# appropriate dress for expats



## nonie (Aug 4, 2008)

Hi there
Hoping to get an answer from you all living in the Cairo area. Our family is anticipating a move to Cairo and I've been reading that we (the females of the family) should be careful to dress conservatively...long pants, shirt sleeves to the elbow, no tight fitting t shirts etc. Is that the case for the expats living there? We're from middle America and are quite used to wearing our shorts and tank tops. 

If you were to go grocery shopping in Cairo would you dress American or in the modest dress of the Egyptians? Hey, and I'm the first to say being conservative is the way to go but I think our opinions of conservative might vary some of those of the Egyptians.

Thanks for your help!


----------



## Deeana (Jul 13, 2008)

Hi,
Over the past few years it has become much more common to see women wearing the veil, in other words in traditional moslem attire. Most young Egyptian girls wear long skirts and blouses or tunics over trousers, with long sleeves, high necks and a headscarf. They take pride in making themselves look very fashionable in these type of garments. Older ladies still wear long black dresses and black headscarves when they go out shopping, and some younger ones do too. You will see some women in the complete head-to-toe covering too, but not very many, and they are often Saudis.

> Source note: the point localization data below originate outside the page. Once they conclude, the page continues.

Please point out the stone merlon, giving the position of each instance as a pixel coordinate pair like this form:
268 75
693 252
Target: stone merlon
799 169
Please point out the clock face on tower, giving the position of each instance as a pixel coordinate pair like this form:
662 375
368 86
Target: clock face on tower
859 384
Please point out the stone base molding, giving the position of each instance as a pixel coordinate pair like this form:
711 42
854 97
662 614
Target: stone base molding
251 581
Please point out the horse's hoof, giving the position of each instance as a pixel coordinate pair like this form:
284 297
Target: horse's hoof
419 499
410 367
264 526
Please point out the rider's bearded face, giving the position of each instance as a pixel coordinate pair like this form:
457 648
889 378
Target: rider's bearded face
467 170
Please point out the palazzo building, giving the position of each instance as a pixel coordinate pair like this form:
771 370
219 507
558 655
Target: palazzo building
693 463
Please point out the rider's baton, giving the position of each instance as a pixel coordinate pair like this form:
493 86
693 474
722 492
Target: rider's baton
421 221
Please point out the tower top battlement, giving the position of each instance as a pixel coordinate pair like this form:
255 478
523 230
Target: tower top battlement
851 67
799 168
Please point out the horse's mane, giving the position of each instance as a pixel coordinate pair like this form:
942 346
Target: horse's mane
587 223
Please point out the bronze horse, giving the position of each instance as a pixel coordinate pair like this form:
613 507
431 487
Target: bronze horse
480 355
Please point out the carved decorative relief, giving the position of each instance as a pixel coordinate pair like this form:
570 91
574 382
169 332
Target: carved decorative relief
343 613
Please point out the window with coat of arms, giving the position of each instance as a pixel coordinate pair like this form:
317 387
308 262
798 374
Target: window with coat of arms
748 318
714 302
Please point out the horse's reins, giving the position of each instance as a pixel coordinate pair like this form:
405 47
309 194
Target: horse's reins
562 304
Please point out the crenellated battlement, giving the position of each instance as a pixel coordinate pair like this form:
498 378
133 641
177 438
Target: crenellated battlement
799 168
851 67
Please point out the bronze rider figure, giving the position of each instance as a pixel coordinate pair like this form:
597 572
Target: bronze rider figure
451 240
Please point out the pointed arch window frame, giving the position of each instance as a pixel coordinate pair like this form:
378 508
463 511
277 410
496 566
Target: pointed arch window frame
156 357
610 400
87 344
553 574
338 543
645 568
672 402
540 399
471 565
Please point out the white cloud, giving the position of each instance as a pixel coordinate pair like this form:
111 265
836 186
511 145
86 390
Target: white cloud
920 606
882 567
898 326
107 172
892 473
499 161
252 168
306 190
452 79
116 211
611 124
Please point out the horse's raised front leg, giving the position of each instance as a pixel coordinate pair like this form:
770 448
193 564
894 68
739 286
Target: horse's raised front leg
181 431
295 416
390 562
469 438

However, this doesn't mean you have to dress like that! When I go out in Cairo (and I spend a lot of time there, in every environment from big hotels through to lower working class areas) I wear long cotton trousers or ankle length skirt, and a lightweight, long-sleeved cotton blouse, sometimes over a tank top. Short sleeves are okay too, but I prefer to keep the sun off my skin. It's cooler that way. Many tourists wear their usual shorts and t-shirts, but they WILL get stared at, they might be approached or spoken to impolitely, and they will certainly brand themselves tourists and therefore a target for all Egyptians with something to sell. Which is just about everyone.

I like to blend in as much as possible when I am in Egypt. I don't like being stared at. So my advice would be to keep the shorts for home and be much more modest when out. It's enough to be relatively fair skinned - that makes it obvious you aren't a local - without appearing to be brazen!!!!!!!!!!

Where are you hoping to move to? We have a place in New Cairo, not far from Maadi. There's great shopping at the Carrefour Supermarket!




nonie said:


> Hi there
> Hoping to get an answer from you all living in the Cairo area. Our family is anticipating a move to Cairo and I've been reading that we (the females of the family) should be careful to dress conservatively...long pants, shirt sleeves to the elbow, no tight fitting t shirts etc. Is that the case for the expats living there? We're from middle America and are quite used to wearing our shorts and tank tops.
> 
> If you were to go grocery shopping in Cairo would you dress American or in the modest dress of the Egyptians? Hey, and I'm the first to say being conservative is the way to go but I think our opinions of conservative might vary some of those of the Egyptians.
> ...


----------